Mercedes tossed another length of copper wire into her bag. “Expecting an order, Doctor?”
The specter backed away, worrying at his wrists.
“As I was saying,” she continued, “Someone has to keep an eye on Providence and I don’t want it to be Barrio Libertad.”
Edmund finally found his voice again. “Mercedes…”
“There’s no telling what that fortress will do, and you have a good idea what it can. I don’t want another crisis before I’ve finished locking away my own mistakes.”
Edmund wiped at the cup before anything else could drip on the floor. He’d spilled coffee on the floor. If it really was coffee. Grace had called it coffee.
Mercedes zipped the bag shut and set it on her enormous inherited Magister’s desk. She didn’t look very rested; he supposed rebinding the Susurration was a good excuse for that. At least she was still missing only a single finger. “You’re the Hour Thief, Mr Templeton. You have leadership experience, people listen to you, you’re not likely to need replacing in the next few years, and you get on well with Barrio Libertad’s liaison.”

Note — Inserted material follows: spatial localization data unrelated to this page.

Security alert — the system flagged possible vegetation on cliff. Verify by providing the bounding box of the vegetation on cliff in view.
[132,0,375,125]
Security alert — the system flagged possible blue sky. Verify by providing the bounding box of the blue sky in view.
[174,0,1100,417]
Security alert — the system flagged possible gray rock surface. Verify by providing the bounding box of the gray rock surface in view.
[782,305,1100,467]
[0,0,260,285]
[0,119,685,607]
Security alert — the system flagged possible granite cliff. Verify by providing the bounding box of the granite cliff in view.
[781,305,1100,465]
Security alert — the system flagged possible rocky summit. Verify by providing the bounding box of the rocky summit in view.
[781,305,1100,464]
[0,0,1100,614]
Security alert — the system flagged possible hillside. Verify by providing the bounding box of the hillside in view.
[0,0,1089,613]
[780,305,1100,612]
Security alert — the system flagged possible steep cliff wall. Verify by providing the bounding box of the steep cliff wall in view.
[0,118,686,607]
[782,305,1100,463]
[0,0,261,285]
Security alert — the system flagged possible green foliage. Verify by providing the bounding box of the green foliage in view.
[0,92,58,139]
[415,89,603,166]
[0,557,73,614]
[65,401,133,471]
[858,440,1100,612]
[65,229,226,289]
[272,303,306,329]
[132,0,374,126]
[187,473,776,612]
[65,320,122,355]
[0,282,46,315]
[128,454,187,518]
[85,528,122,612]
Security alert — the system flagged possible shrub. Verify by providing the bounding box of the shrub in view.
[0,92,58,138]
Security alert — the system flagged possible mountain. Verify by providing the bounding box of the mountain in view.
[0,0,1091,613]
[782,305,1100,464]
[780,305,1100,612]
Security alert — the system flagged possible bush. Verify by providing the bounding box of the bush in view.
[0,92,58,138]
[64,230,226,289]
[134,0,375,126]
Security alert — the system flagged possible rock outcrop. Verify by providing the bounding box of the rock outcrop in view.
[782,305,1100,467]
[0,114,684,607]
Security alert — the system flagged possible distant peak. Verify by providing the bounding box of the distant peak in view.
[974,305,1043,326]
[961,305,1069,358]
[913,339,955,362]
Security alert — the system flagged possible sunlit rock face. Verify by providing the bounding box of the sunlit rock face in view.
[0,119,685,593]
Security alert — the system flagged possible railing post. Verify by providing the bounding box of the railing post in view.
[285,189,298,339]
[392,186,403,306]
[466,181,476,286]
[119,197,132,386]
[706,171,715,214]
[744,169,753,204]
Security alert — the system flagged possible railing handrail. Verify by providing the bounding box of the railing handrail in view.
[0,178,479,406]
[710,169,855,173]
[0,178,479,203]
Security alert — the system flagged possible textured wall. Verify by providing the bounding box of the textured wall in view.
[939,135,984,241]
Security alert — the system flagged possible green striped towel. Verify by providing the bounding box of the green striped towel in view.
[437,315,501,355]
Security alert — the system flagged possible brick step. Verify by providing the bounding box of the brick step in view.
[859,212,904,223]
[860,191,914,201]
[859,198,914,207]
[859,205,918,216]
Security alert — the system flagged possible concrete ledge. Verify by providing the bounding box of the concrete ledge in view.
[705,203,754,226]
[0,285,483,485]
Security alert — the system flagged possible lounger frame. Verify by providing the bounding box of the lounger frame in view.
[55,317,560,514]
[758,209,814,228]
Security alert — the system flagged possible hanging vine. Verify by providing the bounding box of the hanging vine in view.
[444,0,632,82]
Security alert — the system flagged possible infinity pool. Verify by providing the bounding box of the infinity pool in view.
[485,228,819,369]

He grimaced. “You had to use that word, didn’t you?”
“Everyone knows you’re back on duty, now, Mr Templeton. I suspect you’ll find yourself with quite a flock once you start recruiting.”
“No. No, Mercedes, this is a bad–”
“This is what I should have done a long time ago.” She spread her arms, encompassing the room he’d once held himself. The shelves, the lanterns, the portrait of Magister Whitfield and the tentacle that held the man’s hat for him, the open window in the alcove that led elsewhere. “You’ve always had this kind of stature, Mr Templeton, this kind of authority, whether you like it or not, and it’s about time the Twelfth Hour puts you back to full use.”